Yay, first post on SO! (Good work Jeff et al.)
We’re trying to solve a bottleneck in one of our web-applications that was introduced when we started allowing users to generate reports on-demand.
Our infrastructure is as follows: 1 server acting as a Webserver/DBServer (ColdFusion 7 and MSSQL 2005)
It’s serving a web-application for our backend users and a frontend website. The reports are generated by the users from the backend so there’s a level of security where the users have to log in (web based).
During peak hours when reports are generated it brings the web-application and frontend website to unacceptable speed due to SQL Server using resources for the huge queries and afterward ColdFusion generating multi page PDFs.
We’re not exactly sure what the best practice would be to remove some load, but restricting access to the reports isn’t an option at the moment.
We’ve considered denormalizing data to other tables to simplify the most common queries, but that seems like it would just push the issue further.
So, we’re thinking of getting a second server and use it as a ‘report server’ with a replicated copy of our DB on which the queries would be ran. This would fix one issue, but the second remains: generating PDFs is resource intensive.
We would like to offload that task to the reporting server as well, but being in a secured web-application we can’t just fire HTTP GET to create PDFs with the user logged in the web-application from server 1 and displaying it in the web-application but generating/fetching it on server 2 without validating the user’s credential…
Anyone have experience with this? Thanks in advance Stack Overflow!!
‘We would like to offload that task to the reporting server as well, but being in a secured web-application we can’t just fire HTTP GET to create PDFs with the user logged in the web-application from server 1 and displaying it in the web-application but generating/fetching it on server 2 without validating the user’s credential…’
why can’t you? you’re using the world’s easiest language for writing webservices. here are my suggestions.

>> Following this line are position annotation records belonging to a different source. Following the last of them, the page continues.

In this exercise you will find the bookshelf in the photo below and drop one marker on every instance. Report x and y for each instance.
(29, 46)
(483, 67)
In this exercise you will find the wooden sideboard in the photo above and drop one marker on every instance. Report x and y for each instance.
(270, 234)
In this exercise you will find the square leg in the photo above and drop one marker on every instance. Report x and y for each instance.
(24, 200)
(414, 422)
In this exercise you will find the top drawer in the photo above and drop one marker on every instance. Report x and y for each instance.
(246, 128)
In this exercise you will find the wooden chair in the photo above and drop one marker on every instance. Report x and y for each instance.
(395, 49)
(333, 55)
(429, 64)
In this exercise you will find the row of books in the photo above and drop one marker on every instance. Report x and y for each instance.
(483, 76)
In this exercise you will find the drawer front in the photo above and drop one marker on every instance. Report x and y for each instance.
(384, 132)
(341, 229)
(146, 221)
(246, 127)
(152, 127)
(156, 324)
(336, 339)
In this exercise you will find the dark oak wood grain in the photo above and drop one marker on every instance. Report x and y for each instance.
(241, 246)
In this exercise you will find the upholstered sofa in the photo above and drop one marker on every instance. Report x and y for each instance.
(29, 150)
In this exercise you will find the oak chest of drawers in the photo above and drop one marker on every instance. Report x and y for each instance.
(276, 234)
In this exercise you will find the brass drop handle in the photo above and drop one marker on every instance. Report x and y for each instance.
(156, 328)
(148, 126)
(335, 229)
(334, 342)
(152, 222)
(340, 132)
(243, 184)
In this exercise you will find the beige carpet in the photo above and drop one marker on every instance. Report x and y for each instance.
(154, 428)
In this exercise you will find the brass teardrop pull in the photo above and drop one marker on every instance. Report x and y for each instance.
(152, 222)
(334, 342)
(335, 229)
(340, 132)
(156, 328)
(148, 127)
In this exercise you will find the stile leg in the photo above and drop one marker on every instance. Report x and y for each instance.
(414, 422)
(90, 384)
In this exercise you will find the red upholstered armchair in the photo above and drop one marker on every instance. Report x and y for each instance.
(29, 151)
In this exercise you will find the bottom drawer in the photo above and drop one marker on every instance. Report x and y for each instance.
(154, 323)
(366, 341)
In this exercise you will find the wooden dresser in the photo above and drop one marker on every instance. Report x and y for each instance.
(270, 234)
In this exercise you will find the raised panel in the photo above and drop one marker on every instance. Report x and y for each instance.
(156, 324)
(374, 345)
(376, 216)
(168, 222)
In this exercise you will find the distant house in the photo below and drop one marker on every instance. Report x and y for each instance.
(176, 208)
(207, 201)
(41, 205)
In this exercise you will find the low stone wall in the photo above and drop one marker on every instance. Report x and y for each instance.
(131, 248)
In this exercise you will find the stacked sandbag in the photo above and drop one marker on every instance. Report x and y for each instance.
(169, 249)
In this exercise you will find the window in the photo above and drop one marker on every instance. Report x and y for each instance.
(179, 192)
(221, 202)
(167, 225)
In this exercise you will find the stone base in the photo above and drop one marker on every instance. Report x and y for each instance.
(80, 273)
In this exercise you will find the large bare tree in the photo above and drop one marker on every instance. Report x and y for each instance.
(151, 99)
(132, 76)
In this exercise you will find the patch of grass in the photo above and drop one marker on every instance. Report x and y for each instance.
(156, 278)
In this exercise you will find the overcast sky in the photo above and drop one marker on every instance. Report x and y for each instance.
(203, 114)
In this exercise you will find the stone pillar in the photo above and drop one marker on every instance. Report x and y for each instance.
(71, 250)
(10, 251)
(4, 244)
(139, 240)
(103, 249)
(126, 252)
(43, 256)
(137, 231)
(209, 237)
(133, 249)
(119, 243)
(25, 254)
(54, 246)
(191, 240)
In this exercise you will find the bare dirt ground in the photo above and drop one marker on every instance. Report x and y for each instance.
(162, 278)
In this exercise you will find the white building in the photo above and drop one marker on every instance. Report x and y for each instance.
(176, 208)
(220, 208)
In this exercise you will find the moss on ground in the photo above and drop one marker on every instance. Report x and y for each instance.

first, move the database to it’s own server thus having cf and sql server on separate servers. the first reason to do this is performance. as already mentioned, having both cf and sql on the same server isn’t an ideal setup. the second reason is for security. if someone is able to hack your webserver, well there right there to get your data. you should have a firewall in place between your cf and sql server to give you more security. last reason is for scalability. if you ever need to throw more resources or cluster your database, it’s easier when it’s on it’s own server.
now for the webservices. what you can do is install cf on another server and writing webservices to handle the generation of reports. just lock down the new cf server to accept only ssl connections and pass the login credentials of the users to the webservice. inside your webservice, authenticate the user before invoking the methods to generate the report.
now for the pdfs themselves. one of the methods i’ve done in the pass is generating a hash based on some parameters passed (user credentials and the generated sql to run the query) and then once the pdf is generated, you assign the hash to the name of the pdf and save it on disk. now you have a simple caching system where you can look to see if the pdf already exists and if so, return it, otherwise generate it and cache it.
in closing, your problem is not something that most haven’t seen before. you just need to do a little work and your application will magnitudes faster.